Y la clave para entender ambas frases. Observe la última: “él se enseñoreará de ti.” La palabra para enseñorearse aquí en el hebreo es mashal. La maldición es un nuevo tipo de gobierno. No la armonía maravillosa del que conocieron antes como co-gobernadores juntos sometiendo la tierra, sino una nueva. Y la autoridad del hombre se vuelve perversa y déspota. Y usted pregunta si hay chauvinistas hombres. Claro, millones de ellos. Y no discutimos con personas del movimiento de mujeres que quieren recordarnos del chauvinismo masculino. Es mundial. Se ha llevado a cabo a lo largo de la historia. Desde la caída, los hombres han tratado de someter a las mujeres.

 En todas las sociedades del mundo, con unas cuantas excepciones a lo largo de la historia del mundo, han habido sociedades gobernadas por los hombres y en muchos, muchos casos, un tipo de dominio abusivo. No negamos eso ni por un momento. Eso es parte de la maldición, los hombres oprimiendo las mujeres. Inclusive en la época de nuestro Señor Jesucristo, las mujeres eran vistas como algo menos inclusive en algunos casos, que los animales. Y en sociedades de nuestro mundo contemporáneo, moderno, es difícil que las mujeres sean entendidas por los hombres porque los hombres tienden a mantenerlas abajo de una manera desequilibrada, inapropiada.

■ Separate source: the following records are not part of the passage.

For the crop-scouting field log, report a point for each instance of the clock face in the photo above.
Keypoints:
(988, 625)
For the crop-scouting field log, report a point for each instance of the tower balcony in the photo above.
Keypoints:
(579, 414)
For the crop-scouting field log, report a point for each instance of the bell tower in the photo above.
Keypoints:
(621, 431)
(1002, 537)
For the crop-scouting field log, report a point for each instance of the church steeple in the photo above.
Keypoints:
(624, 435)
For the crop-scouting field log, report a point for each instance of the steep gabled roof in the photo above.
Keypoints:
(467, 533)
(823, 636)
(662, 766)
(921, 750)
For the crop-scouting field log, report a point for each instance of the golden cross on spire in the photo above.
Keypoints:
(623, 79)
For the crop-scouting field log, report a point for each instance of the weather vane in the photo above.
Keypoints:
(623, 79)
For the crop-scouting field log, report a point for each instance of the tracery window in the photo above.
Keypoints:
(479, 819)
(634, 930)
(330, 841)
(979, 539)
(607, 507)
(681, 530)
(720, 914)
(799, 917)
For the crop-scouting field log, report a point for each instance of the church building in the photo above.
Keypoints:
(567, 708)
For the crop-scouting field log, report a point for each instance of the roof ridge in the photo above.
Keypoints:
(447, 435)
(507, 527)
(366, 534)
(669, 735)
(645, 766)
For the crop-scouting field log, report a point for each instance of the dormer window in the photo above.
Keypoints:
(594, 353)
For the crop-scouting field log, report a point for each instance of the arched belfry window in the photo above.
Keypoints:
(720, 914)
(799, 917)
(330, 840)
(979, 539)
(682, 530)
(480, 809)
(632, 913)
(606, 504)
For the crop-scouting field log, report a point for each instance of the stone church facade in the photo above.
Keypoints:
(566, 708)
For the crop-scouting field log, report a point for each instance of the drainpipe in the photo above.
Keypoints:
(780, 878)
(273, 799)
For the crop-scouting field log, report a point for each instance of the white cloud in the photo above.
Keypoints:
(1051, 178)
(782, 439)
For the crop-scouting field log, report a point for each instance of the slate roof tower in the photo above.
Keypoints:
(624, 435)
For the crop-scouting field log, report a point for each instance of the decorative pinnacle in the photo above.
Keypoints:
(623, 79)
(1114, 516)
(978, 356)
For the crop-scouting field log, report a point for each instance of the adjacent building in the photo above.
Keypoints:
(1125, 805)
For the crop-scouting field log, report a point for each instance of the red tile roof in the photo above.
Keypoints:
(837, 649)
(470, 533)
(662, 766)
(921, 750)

Pero eso es parte de la maldición. El matrimonio fue maldecido.

Después, el segundo elemento, dice en el versículo 16, tu deseo, hablando de la mujer, “tu deseo será para tu marido”. Ese no es un deseo normal. No es un deseo sexual. De hecho, el marido normalmente tiene un deseo sexual más fuerte que la esposa. No está hablando de eso. La raíz árabe de esa palabra significa buscar control.

Entonces, en el pecado y en la maldición tiene la batalla de los sexos. Y la razón por la que hay conflicto en el matrimonio es porque a partir de ahí la mujer todavía está tratando de salirse debajo de su liderazgo y estar a cargo de todo; y el hombre está tratando de mantenerla ahí donde está. Y entonces, usted no tiene chauvinismo masculino sino que tiene rebeliones de mujeres y se manifiestan a lo largo de la historia en toda la historia.

Una buena manera de entender la frase es ir al 4:7 porque la frase idéntica y las mismas palabras con la misma construcción gramatical aparecen ahí. En esto consiste. Caín, claro, y él está siendo advertido. Y el Señor le advierte ya la mitad del versículo 7 “el pecado está a la puerta.” Él está siendo advertido acerca del pecado. El pecado es personificado. “Y tu deseo será para el pecado y tú te enseñorearás de él.”

Es la frase idéntica. La única vez en la que es usada otra vez en el Pentateuco, la única vez en la que la palabra es usada es en esta frase idéntica sólo aquí. Y lo que está diciendo es esto: “Caín, el pecado te desea,” en el sentido que “el pecado quiere controlar, pero tú debes gobernarlo.” Es la misma frase que el 3:16. La mujer desea controlarte a ti pero tú debes gobernarla.

Entonces, el matrimonio de Adán y Eva fue maldecido en el momento de su pecado cuando ellos invirtieron sus funciones ordenadas por Dios. Y desde ese entonces, ha habido conflicto y tensión en el matrimonio conforme la mujer busca la supremacía y el hombre busca reprimirla. Esa es la maldición y por eso tenemos divorcio.

El conflicto se volvió inevitable. Pero debido a que hay conflicto, no significa que Dios cambia Su postura. Vayamos hasta el final del Antiguo Testamento, al libro de Malaquías y veamos después de toda la historia del diluvio, de Adán en adelante, si Dios cambió de opinión.

Un Malaquías 2, Dios está condenando al pueblo de Israel y Él los está condenando porque son infieles a sus esposas. Él les dice en el versículo 14: “Jehová ha sido testigo entre ti y la esposa de tu juventud, en contra de quien te has conducido de manera impía: sin embargo, ella es tu compañera y la esposa de tu pacto.”

Note algo en el capítulo 14 que me encanta. Jehová había sido testigo entre “ti y la esposa de tu juventud.” La mujer de tu juventud. Eso es simplemente lo que nuestro Señor dijo en Mateo 19, que el matrimonio es Dios uniendo a las personas. El Señor es el testigo de un matrimonio. El Señor es ahí el que está confirmando el pacto en el matrimonio.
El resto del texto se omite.